Matangini Hazra was everything a warrior could be. A strong-willed Indian revolutionist who did not let her gender or widowhood, come in her way of her resolve to fight for India's independence. She was only twelve when her father, a poor peasant married her off to Trilochan Hazra of Alinan. He was around sixty-years-old at that time, five times her age. And so, when he died six years later, Matangini Hazra found herself widowed and childless at the age of eighteen.
This author cannot even fathom how she must have summoned her courage and decided to devote herself to social causes in the 1880s, the times when a woman was considered merely a piece of property that belonged to either her father, her husband, or her son. Matangini Hazra had none of these men in her life, and yet, history can now find her name proudly linked to many notable movements like Civil Disobedience and Salt Revolution. She was jailed, and yet she decided to fight back by becoming an active member of the Indian National Congress.

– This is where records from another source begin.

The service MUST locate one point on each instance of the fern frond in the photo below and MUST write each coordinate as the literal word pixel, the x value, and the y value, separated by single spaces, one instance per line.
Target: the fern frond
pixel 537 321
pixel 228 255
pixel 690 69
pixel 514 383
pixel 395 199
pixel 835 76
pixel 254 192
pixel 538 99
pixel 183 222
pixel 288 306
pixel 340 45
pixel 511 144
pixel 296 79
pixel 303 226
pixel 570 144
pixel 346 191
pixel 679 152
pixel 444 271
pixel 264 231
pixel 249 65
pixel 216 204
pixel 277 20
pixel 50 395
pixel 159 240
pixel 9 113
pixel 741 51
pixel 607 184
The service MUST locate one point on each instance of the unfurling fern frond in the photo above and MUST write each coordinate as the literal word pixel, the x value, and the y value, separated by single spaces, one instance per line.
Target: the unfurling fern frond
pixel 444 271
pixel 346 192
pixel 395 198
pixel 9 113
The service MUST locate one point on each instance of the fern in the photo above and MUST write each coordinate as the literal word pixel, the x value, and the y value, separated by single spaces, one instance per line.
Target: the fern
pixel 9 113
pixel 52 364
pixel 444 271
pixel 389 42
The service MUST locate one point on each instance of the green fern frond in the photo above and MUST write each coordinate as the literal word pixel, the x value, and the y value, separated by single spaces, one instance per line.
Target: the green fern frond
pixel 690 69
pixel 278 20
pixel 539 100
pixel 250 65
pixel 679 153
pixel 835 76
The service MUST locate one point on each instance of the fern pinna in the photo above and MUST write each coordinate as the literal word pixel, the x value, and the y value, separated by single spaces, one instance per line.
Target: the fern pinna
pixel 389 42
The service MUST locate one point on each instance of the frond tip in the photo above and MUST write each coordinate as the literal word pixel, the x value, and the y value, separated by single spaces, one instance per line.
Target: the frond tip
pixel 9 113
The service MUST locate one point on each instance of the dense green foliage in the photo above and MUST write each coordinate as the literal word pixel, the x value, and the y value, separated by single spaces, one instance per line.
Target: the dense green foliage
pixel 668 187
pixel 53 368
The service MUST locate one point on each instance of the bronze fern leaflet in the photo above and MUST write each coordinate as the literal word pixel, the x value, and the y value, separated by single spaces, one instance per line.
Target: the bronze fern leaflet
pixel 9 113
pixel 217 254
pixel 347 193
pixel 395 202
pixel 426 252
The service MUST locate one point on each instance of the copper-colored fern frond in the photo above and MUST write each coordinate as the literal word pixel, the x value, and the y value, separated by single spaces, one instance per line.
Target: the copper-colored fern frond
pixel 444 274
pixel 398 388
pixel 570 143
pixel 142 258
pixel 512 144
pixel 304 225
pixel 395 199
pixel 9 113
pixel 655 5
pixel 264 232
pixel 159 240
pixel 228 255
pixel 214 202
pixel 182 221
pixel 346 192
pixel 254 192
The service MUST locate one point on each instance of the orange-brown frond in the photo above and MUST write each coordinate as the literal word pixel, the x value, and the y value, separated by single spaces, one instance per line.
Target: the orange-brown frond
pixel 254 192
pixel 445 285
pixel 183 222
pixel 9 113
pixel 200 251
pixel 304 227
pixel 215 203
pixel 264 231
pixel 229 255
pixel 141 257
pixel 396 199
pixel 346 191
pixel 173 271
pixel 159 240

A true Gandhian, Matangini Hazra was affectionately addressed as 'Gandhi Buri,' Old Lady Gandhi in Bangla, and she lived up to the name successfully.
It was in 1942, when, as a part of the Quit India Movement, Hazra, who was 73 years at the time, led a procession of six thousand supporters, mostly women volunteers, for the purpose of taking over the Tamluk police station in Bengal. She had stridden forward fearlessly, appealing to the policemen to not shoot, chanting "Vande Mataram" all the while when she was shot once. Then two more shots followed as she had decided not to stop. She kept marching on. The guns could not stop her, even when the bullets had found their mark...
Both her hands were bleeding, and yet, she kept her hold on the Tiranga, the tricolour, intact.
Even as the blood trickled down her forehead, she kept on marching ahead, clutching the flag high, chanting, "Vande Mataram!" As she fell, she became immortal in the history of unsung warriors who did not shy away from sacrificing their lives for their motherland.
This historical fiction follows the life of Binodini, a fictitious character, and is a representation of all the women whose lives Matangini Hazra had managed to inspire knowingly or unknowingly-throughout her life and even after she had bravely embraced martyrdom.